Girl, Woman, Other by Bernadine Evaristo
As it has won numerous prizes, Girl, Woman, Other is not exactly an unknown book. But it is so worthy of reading, with its multi-layered stories weaving together to create an expansive portrait of Black womanhood throughout the African diaspora.
Beginning with the first showing of the playwright Amma’s “The Last Amazon of Dahomey,” Evaristo cleverly jumps from narrator to narrator, a character from one story taking up the mantle in the next.
She moves from early 19th-century Yorkshire to modern-day London to a lesbian commune in the US to the shantytowns of Nigeria to a sparkling beach in Barbados, and seemingly everywhere in between. The connections are sometimes blood, sometimes friendships, and occasionally merely coincidental, but they all fit just so.
These twelve characters are all drawn with such incredible sensitivity and empathy, illuminating not only their struggles and pain but also moments of incredible success and joy.
It grapples with the big questions – on feminism, on race and passing, on gender identity – but in a way that rarely feels overly didactic. This is a book that you will love just dipping in and out of and letting Evaristo’s rich prose wash over you.
The Thursday Murder Club by Richard Osman
The Thursday Murder Club is a brilliant concept for a book, really, and it’s absolutely perfectly suited to anyone that adores English murder mysteries. In a luxury retirement community, four friends gather together to review cold cases and try to solve them – there’s the mysterious Elizabeth, who clearly was once a spy of some sort; the intellectual Ibrahim, a former psychologist; rabble-rousing union organiser, Ron; and the quiet Joyce, our main narrator and former nurse.
The Club is pushed into action when the co-owner of their retirement community is murdered in his home. As a former drug dealer, this is perhaps not the most unexpected of ends for him, but it is still quite the mystery as to who actually did it.
Elizabeth finagles to get them involved in the investigation (through the exploitation of their relationship with a new member of the force, Donna), and we’re away to the races.
There are many surprises along the way, but of course, the culprit is caught and justice is served, leaving the reader well-satisfied. The perfect book for when you need the tempting distraction of four senior citizens using their immense life experience to outwit the cops and the criminals, and full of laughs, although not without its serious moments as well.
When No One is Watching by Alyssa Cole
The first full-length thriller from Alyssa Cole, When No One Is Watching takes the basic facts of gentrification – in this case, in Brooklyn – and twists, just a tiny bit, to create a modern urban horror story. It doesn’t take a genius to compare this to Get Out, and thus is recommended for fans of the film.
Sydney Green has returned to Brooklyn and her mother’s home to find things changing … and not in a way that she likes. Neighbourhood institutions are being replaced, strange things are happening to her neighbours, and the neighbourhood chat group is getting increasingly contentious.
She’s suffering, too, from fears about her mother’s ill-health and their financial situation.
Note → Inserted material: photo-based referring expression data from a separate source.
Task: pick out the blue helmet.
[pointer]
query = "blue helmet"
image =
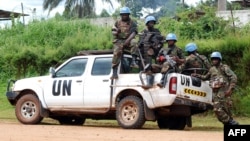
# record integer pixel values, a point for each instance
(124, 10)
(150, 18)
(171, 36)
(190, 47)
(216, 54)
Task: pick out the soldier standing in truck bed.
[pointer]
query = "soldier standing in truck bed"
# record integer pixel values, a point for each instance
(150, 42)
(124, 32)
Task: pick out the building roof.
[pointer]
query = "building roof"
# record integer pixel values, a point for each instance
(6, 15)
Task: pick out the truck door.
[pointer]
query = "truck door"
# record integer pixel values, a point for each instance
(97, 84)
(65, 89)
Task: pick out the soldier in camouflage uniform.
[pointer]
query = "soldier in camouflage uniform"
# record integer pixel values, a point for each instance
(124, 32)
(176, 55)
(222, 81)
(195, 63)
(150, 42)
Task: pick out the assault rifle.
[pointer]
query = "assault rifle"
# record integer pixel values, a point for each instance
(170, 60)
(155, 39)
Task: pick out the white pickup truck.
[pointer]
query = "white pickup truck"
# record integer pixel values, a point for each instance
(81, 88)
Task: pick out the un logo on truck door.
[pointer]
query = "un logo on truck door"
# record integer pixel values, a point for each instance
(195, 92)
(61, 85)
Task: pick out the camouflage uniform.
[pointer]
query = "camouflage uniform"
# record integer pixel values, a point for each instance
(196, 61)
(221, 78)
(125, 28)
(165, 66)
(150, 43)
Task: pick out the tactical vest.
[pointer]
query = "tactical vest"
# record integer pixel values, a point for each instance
(124, 29)
(218, 77)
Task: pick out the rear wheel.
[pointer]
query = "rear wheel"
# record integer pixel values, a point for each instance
(28, 110)
(130, 113)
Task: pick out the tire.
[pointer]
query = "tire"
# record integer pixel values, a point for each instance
(130, 113)
(172, 123)
(71, 120)
(28, 110)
Sydney decides the best thing she can do is throw herself into researching the neighbourhood for a guided history walk for the annual block party, one to remind everyone of the true history of the block.
Meanwhile, her neighbour Theo, one of the white gentrifiers (with his ex-girlfriend) is becoming increasingly uneasy about the changes, too, and volunteers to help Sydney with her tour. Together, they begin to uncover both the history that shaped their neighbourhood into what it is today, and tantalising hints that something isn’t right with it today.
This is a creepy, page-turning book, an uneasy read in the best possible way – Cole hooks you emotionally and then just keeps ratcheting up the tension until you’re on the edge of your seat.